Fox-IT releases answer to NSA's 'Quantum Insert' attack

24.04.2015
A couple of years ago, among the trove of documents released by Edward Snowden, there was information about a "man-on-the-side" attack called Quantum Insert.

The way it works is that the attacker listens in to the Internet traffic from the target organization and when an employee accesses a particular webpage, the attacker steps in and serves up a fake version of that page before the real page has time to respond.

That fake page could collect login information, or it could serve up a drive-by malware download -- and leave the targeted employee completely unaware that anything had gone wrong.

[ The 10 biggest Snowden leaks ]

This technique was reportedly used successfully by the NSA and Britain's GCHQ intelligence service against OPEC and against Belgian telecommunications company Belgacom.

Now security company Fox-IT, based in the The Netherlands, has come up with a way of protecting enterprises against the Quantum Insert attack.

"We wanted a better understanding of what Quantum Insert is," said Joost Bijl, the company's product manager. "We run monitoring services for our customers, and wanted to detect if they were victims of Quantum Insert."

Fox-IT built a controlled environment and ran Quantum Insert attacks against it.

"Then we looked at the characteristics of network traffic to see if you could detect it -- and you could -- and we shared those characteristics on our blog for everyone to use," Bijl said.

How Quantum Insert works

In order to use the Quantum Insert method, the attacker has to be close enough to the target to listen in to their network traffic.

For example, they could be at the target's Internet service provider. Or they could be inside the network already, looking to move in a lateral direction.

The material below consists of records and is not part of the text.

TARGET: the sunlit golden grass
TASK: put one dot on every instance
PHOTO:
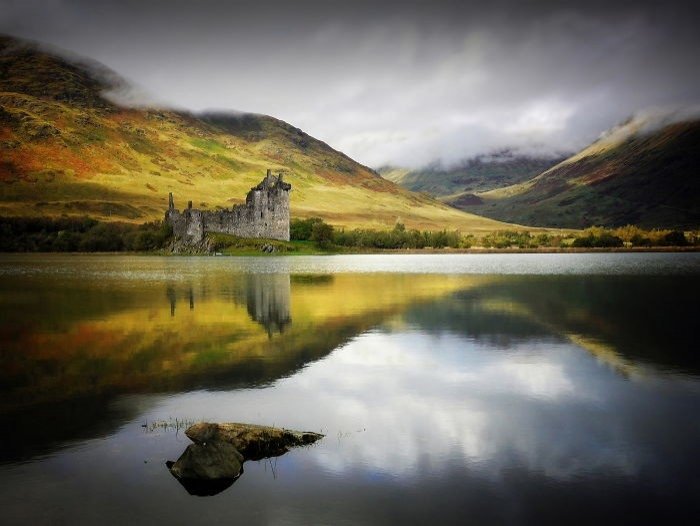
(122, 165)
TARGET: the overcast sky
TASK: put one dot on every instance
(394, 82)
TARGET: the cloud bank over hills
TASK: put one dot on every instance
(404, 83)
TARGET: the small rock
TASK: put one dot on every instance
(208, 461)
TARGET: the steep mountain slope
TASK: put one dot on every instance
(67, 149)
(645, 172)
(476, 174)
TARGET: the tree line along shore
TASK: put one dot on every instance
(70, 234)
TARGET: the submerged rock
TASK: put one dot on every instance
(254, 442)
(215, 460)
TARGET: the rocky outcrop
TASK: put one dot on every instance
(254, 442)
(215, 460)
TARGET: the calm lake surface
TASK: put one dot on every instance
(456, 389)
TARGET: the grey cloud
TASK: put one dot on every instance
(402, 82)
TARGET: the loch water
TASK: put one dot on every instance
(451, 389)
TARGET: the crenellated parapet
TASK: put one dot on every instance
(265, 214)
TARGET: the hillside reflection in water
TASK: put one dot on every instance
(448, 398)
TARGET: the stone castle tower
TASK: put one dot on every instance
(265, 214)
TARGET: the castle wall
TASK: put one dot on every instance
(265, 214)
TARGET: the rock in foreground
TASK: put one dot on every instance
(252, 441)
(215, 460)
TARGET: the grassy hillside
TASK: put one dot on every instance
(68, 150)
(458, 183)
(636, 174)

Quantum Insert is a tool used by advanced persistent threat groups, like government-sponsored organizations or extremely focused criminals targeting one specific enterprise.

Governments, of course, have an edge in that they have an easier time getting access to the network traffic that passes through their country.

So this isn't a method that run-of-the-mill cybercriminals would use, say, to target a large number of people.

"It's not very scalable," Bijl said. "You need to have fast access to the network traffic of the victim. The attacker really has to go to great lengths."

Then the attacker waits for someone to visit a page known to be popular with target employees. According to Snowden's leaks, LinkedIn and Slashdot have been used in the past.

After the target sends out the request for the page, the attacker responds faster than the real site, with a page designed to fool the victim's browser into accepting it as a valid response to its request.

"You insert a packet with the same identification," said Bijl. "There's no way to distinguish it from the real answer as far as the browser is concerned."

Bijl added that communications also have to be in the clear. Encrypted traffic is safe.

And content delivery networks can improve the delivery speeds of legitimate content to the point where it's difficult for the Quantum Insert packet to get to the victim first.

How to detect a Quantum Insert attack

According to Fox-IT, spotting a Quantum Insert attack involves looking for duplicate HTTP response packets that are carrying different contents.

Depending on whether the attacker or the real website won the race to the victim, either the first or the second of the duplicate packets will be the fake one.

Fox-IT has published the code for detecting Quantum Insert and released it on github.